Seems that FWi changed the KL 50 index. Let's see what's happening tomorrow.
Yep, I've also changed COA so that it will refuse to commit any user input text that is not UTF-8.
That UTF-8 test wouldn't have helped, since the input *is* valid UTF-8. It's just that DIZNI reads a UTF-8 character byte by byte and regards a first byte part of a different field from the 2nd byte.
That wouldn't have caused a global problem though, if PHP/MySQL wouldn't have been so "nice" to ignore trailing spaces and weird characters in their SQL queries! (%^&)
Maybe it would be a good idea to make a DIZNI fix here? As far as I know, DIZNI checks that each line is valid UTF-8 in UTF-8 files, and *after* that splits up the line in several fields. Maybe it would be better to first split up the line in several fields, and after that check each field instead?

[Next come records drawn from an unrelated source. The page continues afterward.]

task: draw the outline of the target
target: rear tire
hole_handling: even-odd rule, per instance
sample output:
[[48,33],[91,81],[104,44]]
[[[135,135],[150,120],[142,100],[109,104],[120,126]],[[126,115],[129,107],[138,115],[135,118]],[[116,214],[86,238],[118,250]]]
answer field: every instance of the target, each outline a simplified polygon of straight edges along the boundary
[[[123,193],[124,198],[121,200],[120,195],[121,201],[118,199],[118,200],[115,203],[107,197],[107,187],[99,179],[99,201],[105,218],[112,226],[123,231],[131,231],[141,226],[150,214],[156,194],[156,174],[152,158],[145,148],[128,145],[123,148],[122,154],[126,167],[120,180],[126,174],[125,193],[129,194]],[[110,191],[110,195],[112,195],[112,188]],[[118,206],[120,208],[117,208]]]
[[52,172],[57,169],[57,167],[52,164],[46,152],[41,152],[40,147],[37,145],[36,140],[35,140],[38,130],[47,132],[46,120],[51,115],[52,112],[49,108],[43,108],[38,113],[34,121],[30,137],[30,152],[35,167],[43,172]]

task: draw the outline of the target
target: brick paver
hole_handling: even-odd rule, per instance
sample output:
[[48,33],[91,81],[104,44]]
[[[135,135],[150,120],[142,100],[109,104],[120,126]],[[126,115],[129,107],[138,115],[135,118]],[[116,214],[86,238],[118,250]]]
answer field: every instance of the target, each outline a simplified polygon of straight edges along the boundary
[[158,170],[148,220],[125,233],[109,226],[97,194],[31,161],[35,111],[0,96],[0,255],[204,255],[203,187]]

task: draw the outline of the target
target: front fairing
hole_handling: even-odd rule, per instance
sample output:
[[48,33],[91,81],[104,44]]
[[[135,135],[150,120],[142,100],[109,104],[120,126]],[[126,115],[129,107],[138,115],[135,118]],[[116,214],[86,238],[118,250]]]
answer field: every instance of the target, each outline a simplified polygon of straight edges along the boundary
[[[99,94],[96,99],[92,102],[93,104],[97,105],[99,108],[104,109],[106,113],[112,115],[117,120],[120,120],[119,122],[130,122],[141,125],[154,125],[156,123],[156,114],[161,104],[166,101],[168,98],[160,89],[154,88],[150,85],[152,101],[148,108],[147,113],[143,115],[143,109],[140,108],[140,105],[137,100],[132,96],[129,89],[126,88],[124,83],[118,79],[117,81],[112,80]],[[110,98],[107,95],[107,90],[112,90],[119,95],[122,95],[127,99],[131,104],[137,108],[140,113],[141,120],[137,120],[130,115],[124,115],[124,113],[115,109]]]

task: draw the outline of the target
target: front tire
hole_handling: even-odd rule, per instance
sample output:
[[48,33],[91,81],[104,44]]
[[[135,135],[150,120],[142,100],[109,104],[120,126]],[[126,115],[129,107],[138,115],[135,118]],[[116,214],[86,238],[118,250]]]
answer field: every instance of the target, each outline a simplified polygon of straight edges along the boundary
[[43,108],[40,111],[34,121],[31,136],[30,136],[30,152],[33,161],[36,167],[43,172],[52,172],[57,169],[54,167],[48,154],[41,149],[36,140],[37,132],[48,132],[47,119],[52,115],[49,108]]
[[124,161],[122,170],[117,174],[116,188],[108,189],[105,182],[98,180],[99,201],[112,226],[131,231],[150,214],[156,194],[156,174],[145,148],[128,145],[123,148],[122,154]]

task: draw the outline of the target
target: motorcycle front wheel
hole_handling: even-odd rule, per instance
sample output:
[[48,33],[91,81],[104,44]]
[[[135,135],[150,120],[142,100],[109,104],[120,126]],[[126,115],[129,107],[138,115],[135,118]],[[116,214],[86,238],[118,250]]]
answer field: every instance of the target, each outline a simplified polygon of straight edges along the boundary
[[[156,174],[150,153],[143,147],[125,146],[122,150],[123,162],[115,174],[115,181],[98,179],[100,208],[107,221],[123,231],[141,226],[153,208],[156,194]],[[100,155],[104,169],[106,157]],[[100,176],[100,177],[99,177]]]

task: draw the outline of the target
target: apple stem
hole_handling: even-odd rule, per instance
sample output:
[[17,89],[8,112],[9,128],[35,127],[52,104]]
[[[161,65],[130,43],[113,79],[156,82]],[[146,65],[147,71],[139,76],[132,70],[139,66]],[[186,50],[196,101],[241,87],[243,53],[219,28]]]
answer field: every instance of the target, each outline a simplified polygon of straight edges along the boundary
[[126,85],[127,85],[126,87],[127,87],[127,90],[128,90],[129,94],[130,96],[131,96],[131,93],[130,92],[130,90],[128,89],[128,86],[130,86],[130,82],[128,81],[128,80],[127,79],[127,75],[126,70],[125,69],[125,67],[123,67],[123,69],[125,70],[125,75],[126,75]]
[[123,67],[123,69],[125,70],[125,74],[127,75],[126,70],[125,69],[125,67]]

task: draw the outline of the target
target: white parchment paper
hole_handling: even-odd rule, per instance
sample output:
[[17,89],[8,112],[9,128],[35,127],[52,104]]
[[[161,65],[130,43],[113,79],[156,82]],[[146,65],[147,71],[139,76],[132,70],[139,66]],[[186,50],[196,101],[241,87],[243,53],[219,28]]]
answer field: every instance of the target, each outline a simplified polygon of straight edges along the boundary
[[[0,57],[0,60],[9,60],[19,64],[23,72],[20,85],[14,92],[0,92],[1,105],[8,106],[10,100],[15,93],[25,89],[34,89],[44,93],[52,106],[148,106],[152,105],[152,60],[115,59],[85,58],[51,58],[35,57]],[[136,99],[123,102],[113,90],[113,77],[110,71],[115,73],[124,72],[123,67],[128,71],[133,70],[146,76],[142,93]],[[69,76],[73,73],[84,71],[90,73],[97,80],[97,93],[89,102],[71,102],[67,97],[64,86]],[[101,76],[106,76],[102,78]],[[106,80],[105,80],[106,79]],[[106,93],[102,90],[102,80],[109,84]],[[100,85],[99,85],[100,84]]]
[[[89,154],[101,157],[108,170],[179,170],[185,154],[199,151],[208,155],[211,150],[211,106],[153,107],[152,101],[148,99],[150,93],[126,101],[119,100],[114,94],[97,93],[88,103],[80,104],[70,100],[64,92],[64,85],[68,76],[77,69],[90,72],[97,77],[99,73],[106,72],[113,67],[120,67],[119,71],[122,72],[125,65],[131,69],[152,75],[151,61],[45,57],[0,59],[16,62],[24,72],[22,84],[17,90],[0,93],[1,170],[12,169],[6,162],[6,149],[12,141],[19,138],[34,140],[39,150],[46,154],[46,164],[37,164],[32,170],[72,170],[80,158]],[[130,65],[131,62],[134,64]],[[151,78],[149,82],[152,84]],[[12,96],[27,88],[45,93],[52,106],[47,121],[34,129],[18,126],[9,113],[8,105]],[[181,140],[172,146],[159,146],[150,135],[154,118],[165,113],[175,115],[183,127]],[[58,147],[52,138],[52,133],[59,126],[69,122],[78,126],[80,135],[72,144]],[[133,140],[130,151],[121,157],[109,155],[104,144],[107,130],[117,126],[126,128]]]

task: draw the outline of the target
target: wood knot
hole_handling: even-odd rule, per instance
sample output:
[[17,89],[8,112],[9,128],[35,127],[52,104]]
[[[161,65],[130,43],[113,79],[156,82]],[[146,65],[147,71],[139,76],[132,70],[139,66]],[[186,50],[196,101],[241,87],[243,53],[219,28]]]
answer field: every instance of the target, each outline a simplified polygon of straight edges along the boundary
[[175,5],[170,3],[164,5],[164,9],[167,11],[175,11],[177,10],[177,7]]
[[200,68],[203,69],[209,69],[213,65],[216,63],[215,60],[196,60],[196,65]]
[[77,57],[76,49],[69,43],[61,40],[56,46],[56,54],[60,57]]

And if a field is invalid UTF-8, clear the data of that field and complain to log1. And only check for other errors (heroes not in heroes.dbl etc.) after the charset check.
Well, I suppose I can set an option on MySQL so that it will only import lines without errors, and produce warnings when it finds errors.
However, I'd say it's a Dizni bug. Dizni should read the entire files in a given format, and split texts according to that format.
SPe:
>Maybe it would be better to first split up the line in several fields, and
>after that check each field instead? And if a field is invalid UTF-8, clear
>the data of that field and complain to log1
Actually, with this method, wouldn't it be possible that a field content is valid UTF-8 by coincidence? I think it's better that Dizni splits according to the encoding.
This is getting to look too much like a discussion (probably not of interest to the original poster)...
It is not a DIZNI but. DIZNI should forward all wrong character names to the ISV files (to avoid broken links on COA), and write log messages about them. And that is exactly what it does.
It is a PHP bug to regard 2 clearly different contents of a string as being the same.
The discussion was moved to our internal mailing list. Still, the bug should be solved (now or tomorrow).
"the bug should be solved" meaning "the bug should not be there anymore" (and not "we should still solve the bug").
I also see that I wrote "It is not a DIZNI but". I am right, of course. It is not a DIZNI but. Whatever that means. 8-)
Lots (but not all) hero names appear twice on the website. Coa or Dizni problem? Adding FWi as maintainer.